No, I did not watch the first set of Republican debates, for the simple reason that I am not in fact a Republican and therefore technically have no skin in this particular game: when the primary rolls around next year, they will hand me a card with a large D on it, unless I change my registration between now and then, which I haven't done in forty-three years and don't expect to do any time soon. The reason for this, briefly, is that in my state, the Democratic Party, or whatever vestiges of it remain after being reduced to a mere 37 of the 149 seats in the legislature, still acts mostly like a political party of old, unlike its national version, which exists solely to hoover up dollars and guarantee the availability of infanticide.
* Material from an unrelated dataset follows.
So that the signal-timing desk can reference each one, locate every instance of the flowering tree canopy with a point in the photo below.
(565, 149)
So my interest in the GOP, at least before primary season, is pretty much academic; were I supporting any of the GOP types currently on board, I'd probably opt for Carly Fiorina, who does withering scorn better than any of the competition, including Donald Trump, and who is much reviled for sacking many thousands of employees during her time as CEO of Hewlett-Packard, despite the fact that firing people is not only a useful function, but a necessary one, especially in places like woefully overstaffed Washington, which grows like kudzu and needs more than mere pruning. And I admit to wanting to see Fiorina and Empress-Designate Hillary Clinton on the same stage, because, goshdarn it, train wrecks are fun. Usually.
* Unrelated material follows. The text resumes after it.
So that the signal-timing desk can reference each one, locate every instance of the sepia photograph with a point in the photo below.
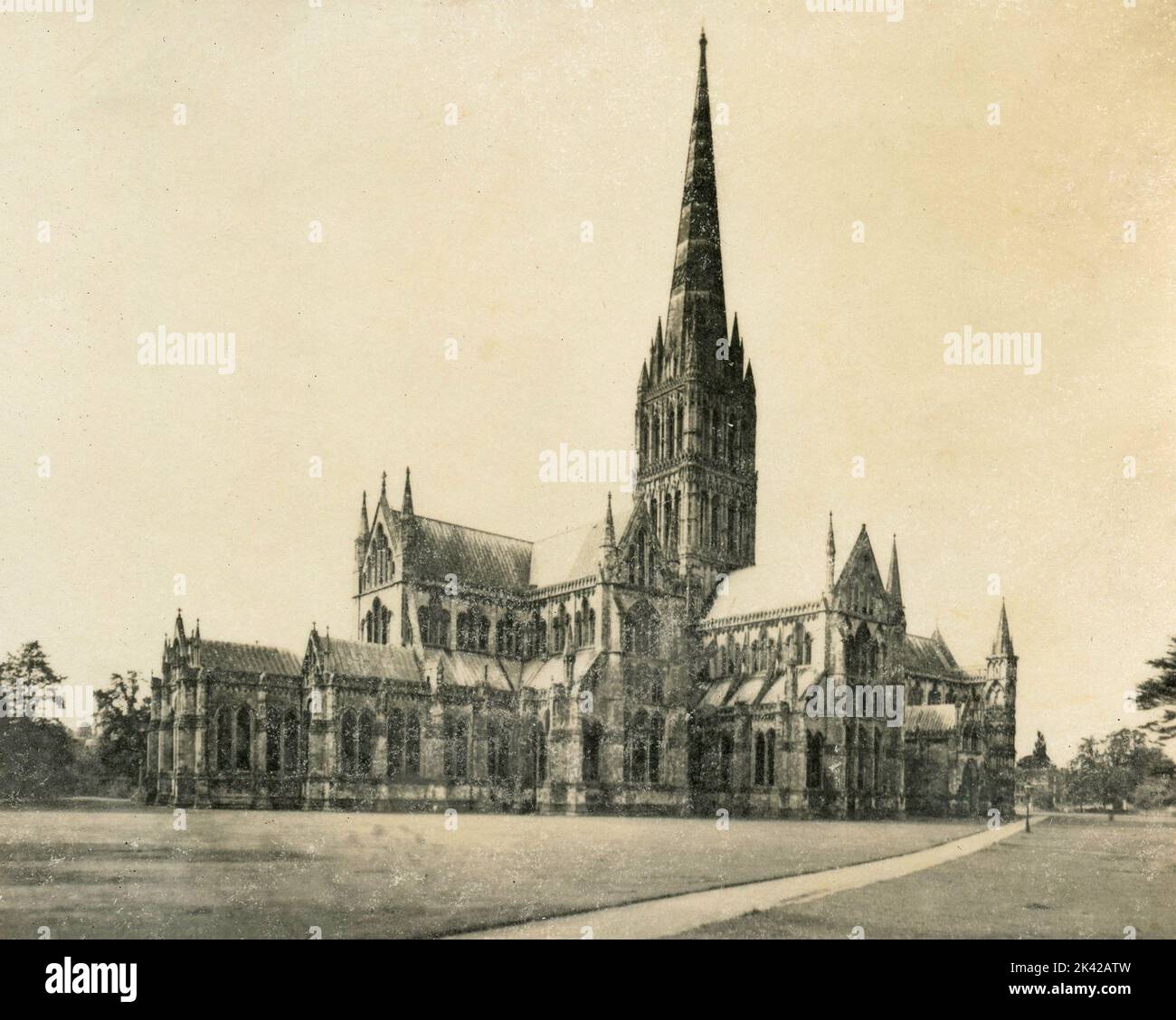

Then there's the case when they're not fun. This is Donald Trump's department: the unfun train wreck, the triumph of bluster over, well, everything that isn't bluster. If you believe the pollsters, a lot of the Republican base responds positively to this sort of thing; given the fact that the GOP on the national level spends far more time trying to engage in "bipartisan" mischief than in trying to keep its base happy the Democrats do a far better, or at least far more efficient, job of keeping their client groups glued together the base is in no mood to listen to the same old thing, and Donald Trump, bless his flinty little heart, is not the same old thing. "Immigration reform," desired by both Chamber of Commerce suits and La Raza types, means nothing to Trump: he'd close the border with no more thought than he'd give to closing a parking lot at a casino. And let's face it, he's an equal-opportunity insulter, having leveled attacks on both Megyn Kelly and Frank Luntz after the lights went down.
It's not at all hard, therefore, to see why right-of-center folks might look forward to an Era of Trumpefaction:
The Republican party has become a big fat weed growing in Liberty's pepper pot. It's sucking all the nutrients from the soil, hogging the sunlight and using all its might in willful collusion with the Media and Democrats to crush anything that might upset the status quo and consequently our slide into tyranny.
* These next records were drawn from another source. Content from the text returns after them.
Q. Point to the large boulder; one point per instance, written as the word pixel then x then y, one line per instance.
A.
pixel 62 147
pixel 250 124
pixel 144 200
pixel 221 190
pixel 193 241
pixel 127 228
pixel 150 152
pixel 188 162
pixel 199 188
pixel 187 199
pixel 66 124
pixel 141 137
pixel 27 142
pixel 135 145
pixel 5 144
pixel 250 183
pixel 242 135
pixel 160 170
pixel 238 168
And the fact that Trump's conservative bona fides are pretty weaksauce doesn't seem to matter to his fans: they're plainly tired of going along to get along.
Still, the More Civility types, the ones who will use only the finest-quality, hand-honed, micro-finished blades to stab you in the back, will figure out some way to trump Trump for "the good of the country," doncha know. There are those who thought Fox News itself was trying to sabotage Trump during the debate. (Much has been made of Trump's financial support of the Clinton machine; not so much of Rupert Murdoch's.) And I'm not sure Trump can call in enough markers to cover his backside when the long knives arrive.
So, then: Carly Fiorina. She will be painted as gaffe-prone because hey, that worked so well with Sarah Palin; she will be criticized as a traitor to her sex for not supporting the fetal-body-parts marketplace; about the only thing they can't call her is a liar, because prevarication would infringe upon Hillary's long-established business model. This is not, I hasten to add, an endorsement.